What part are we checksumming? No matter how fast CRC32 is, you still have to tr...

eknkc · on Nov 9, 2024

Pages?. Postgres does that apparently if enabled. And when a page is read, it is already read… The server just checks the checksum. Only overhead should be recalculating the checksum and validating it.

Now, in case a bit flips somewhere you do not touch often, it would probably keep chugging along without noticing that. Which kind of makes sense?

heftig · on Nov 9, 2024

All of it. With a checksums-of-checksums scheme like a Merkele tree, you can effectively and efficiently checksum all the data and keep incremental changes cheap. You only need to update the checksums of the data blocks you touched and their ancestor nodes in the tree.

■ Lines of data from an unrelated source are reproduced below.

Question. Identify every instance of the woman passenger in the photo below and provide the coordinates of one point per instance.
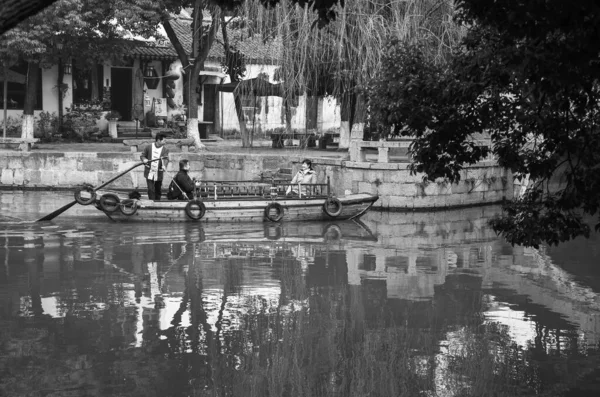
(305, 176)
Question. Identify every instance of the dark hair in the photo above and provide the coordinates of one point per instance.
(308, 162)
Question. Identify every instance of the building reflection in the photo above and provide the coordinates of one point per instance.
(210, 306)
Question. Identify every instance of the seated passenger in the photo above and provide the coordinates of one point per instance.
(305, 176)
(182, 186)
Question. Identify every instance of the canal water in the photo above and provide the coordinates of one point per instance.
(417, 304)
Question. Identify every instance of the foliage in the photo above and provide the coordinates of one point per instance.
(80, 120)
(47, 124)
(112, 115)
(13, 126)
(530, 81)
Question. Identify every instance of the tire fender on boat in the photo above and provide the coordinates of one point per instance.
(332, 232)
(195, 205)
(332, 207)
(109, 202)
(128, 207)
(85, 195)
(278, 209)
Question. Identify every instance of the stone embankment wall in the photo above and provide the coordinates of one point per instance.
(483, 183)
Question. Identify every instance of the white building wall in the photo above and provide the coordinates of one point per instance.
(271, 114)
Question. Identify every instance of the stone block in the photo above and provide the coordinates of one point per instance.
(399, 202)
(385, 166)
(18, 176)
(15, 163)
(357, 164)
(365, 187)
(33, 177)
(406, 190)
(7, 176)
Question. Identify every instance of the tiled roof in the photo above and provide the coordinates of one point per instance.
(150, 51)
(255, 50)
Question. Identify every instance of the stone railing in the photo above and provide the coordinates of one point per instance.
(360, 149)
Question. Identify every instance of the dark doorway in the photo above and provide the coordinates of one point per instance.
(209, 102)
(120, 92)
(210, 96)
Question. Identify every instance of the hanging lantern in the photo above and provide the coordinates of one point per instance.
(150, 72)
(151, 77)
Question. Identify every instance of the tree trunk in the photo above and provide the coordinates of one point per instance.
(239, 111)
(94, 82)
(347, 108)
(5, 97)
(192, 122)
(288, 116)
(33, 70)
(312, 112)
(358, 119)
(59, 83)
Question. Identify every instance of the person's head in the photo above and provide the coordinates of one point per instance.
(306, 164)
(184, 165)
(160, 139)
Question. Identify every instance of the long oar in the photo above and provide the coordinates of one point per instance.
(59, 211)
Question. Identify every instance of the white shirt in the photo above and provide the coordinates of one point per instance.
(156, 152)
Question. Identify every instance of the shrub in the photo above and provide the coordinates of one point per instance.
(113, 114)
(47, 124)
(13, 126)
(80, 119)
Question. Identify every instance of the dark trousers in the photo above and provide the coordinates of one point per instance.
(154, 189)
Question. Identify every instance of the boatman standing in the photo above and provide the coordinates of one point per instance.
(153, 172)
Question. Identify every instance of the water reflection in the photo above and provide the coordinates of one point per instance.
(400, 304)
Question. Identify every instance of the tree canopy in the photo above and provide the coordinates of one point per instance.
(526, 73)
(14, 11)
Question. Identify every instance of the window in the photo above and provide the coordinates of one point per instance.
(87, 83)
(17, 77)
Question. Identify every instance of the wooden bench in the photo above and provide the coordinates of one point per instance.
(23, 144)
(307, 139)
(135, 144)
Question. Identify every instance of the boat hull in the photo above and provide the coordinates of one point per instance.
(246, 210)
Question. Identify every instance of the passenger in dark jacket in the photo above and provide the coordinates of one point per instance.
(182, 186)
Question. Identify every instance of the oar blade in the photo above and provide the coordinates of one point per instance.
(56, 213)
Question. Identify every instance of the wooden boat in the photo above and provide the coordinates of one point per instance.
(230, 201)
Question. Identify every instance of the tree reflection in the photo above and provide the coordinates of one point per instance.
(278, 316)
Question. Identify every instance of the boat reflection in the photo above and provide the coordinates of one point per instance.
(398, 304)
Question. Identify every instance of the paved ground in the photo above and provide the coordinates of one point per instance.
(220, 146)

ajsnigrutin · on Nov 9, 2024

+1 for this.

I use sqlite for some "logging-like" thing a lot, the file is in the ~1.5GB range and growing, and every minute some data is logged to it. Having to read 1.5GB of data from the disk every minute, to add a (few times) timestamp and one 64 bit number to that data seems pointless.

MertsA · on Nov 10, 2024

If you already know the checksum for some huge chunk of the message then you don't need to recompute it to append some data and get a new checksum (at least for CRC). On the read side you would want to have checksums at whatever granularity you want to be able to read but for a larger combined CRC checksum you don't need to ever reread data to append or prepend to it.